June 3rd, 2011 § 0 comments

An interesting legal case is developing in Charleston, South Carolina. And a Tarot reader is at the center of the controversy.

In March 2010, Jonathan Spiel, a street performer and Tarot reader, set up his table, chairs, mirrors, candles and cards, on the sidewalk in downtown Charleston. He sat there with his dog, available for readings if people asked.

Police showed up four times while he was there, and each time, gave him a ticket for making charitable solicitations without a permit. These charges were later dropped, as it doesn’t appear that he was soliciting anyone.

In May 2010, police gave him four more tickets, this time for not having an ‘encroachment permit’, something he couldn’t get because used a table and chairs.

Later that month, Spiel decided to set up again, this time using a wheelchair as both his chair and a makeshift table.

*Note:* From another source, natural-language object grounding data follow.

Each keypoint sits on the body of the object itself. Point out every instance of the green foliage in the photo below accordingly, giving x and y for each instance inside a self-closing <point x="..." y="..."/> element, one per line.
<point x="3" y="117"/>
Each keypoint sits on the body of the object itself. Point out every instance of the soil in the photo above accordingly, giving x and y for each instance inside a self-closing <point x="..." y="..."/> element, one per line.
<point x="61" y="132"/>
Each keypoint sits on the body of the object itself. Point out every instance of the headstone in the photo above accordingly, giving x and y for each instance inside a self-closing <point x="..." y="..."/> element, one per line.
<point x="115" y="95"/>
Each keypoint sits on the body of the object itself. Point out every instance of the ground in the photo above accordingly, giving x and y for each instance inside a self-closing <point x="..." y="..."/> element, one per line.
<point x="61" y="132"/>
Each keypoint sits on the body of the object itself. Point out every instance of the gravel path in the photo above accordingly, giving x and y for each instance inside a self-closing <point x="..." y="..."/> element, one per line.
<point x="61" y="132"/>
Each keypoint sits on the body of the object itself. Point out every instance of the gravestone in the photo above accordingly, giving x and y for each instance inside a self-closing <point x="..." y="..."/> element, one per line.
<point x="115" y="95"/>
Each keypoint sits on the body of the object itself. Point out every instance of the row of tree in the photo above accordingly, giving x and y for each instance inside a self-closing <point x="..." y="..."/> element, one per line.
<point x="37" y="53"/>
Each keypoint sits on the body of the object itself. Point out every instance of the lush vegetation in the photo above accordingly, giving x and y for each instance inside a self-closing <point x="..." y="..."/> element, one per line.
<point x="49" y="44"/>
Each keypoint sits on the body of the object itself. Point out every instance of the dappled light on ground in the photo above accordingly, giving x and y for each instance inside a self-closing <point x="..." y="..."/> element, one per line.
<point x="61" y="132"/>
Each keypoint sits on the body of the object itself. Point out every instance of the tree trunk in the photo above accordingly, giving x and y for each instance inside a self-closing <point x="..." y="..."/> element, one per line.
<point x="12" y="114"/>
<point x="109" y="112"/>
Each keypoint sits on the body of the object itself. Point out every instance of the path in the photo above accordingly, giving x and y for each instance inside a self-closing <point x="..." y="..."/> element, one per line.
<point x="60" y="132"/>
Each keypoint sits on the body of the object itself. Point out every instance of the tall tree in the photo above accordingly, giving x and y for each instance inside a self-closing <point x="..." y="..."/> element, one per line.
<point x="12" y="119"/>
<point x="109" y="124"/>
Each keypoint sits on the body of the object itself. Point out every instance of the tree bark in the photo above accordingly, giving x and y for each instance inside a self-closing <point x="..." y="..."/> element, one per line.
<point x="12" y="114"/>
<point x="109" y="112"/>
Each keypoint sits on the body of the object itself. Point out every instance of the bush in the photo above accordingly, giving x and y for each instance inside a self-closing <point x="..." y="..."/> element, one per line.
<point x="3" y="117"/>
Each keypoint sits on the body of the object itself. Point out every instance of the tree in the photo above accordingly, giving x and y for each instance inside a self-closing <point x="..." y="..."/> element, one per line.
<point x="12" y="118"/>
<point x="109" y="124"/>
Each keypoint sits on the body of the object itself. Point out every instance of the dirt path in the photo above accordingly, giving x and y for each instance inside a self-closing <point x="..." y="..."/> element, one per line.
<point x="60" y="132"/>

According to him, it was an attempt to avoid the encroachment issue.

When police told him to take down his wheelchair setup, he instead offered himself up for arrest, and was charged with disorderly conduct.

Now, the ACLU has taken up his case, claiming that city police violated Spiel’s right to free speech.

Their concern isn’t so much with his Tarot reading, but rather in what they see as his right to be in a public place, with furniture, and to speak to people when spoken to.

Susan Dunn of the ACLU, believes Spiel was being targeted simply because his presence was deemed offensive.

When the solicitation charges didn’t stick, police changed the offense. From her perspective, they were just looking for a reason to move him on.

She worries that this action could be precedent for targeting other forms of free speech, like volunteers with tables seeking petition signatures, or painters with easels.

Ravi Sanyal, an attorney representing the city, doesn’t see it that way at all. He claims the police have a right to clear sidewalks in order to protect pedestrians and drivers, prevent traffic jams and to keep Charleston visually appealing.

For him, the facts are clear; Spiel broke the law and needs to pay his fines.

I look forward to seeing how this goes. Spiel being a card reader has virtually nothing to do with the case, though it’s what made me look. And maybe it’s what made the police look too, who knows?

In any case, it’s interesting. And I can’t help but notice the humor in a free speech case being brought up for a man named ‘Spiel.’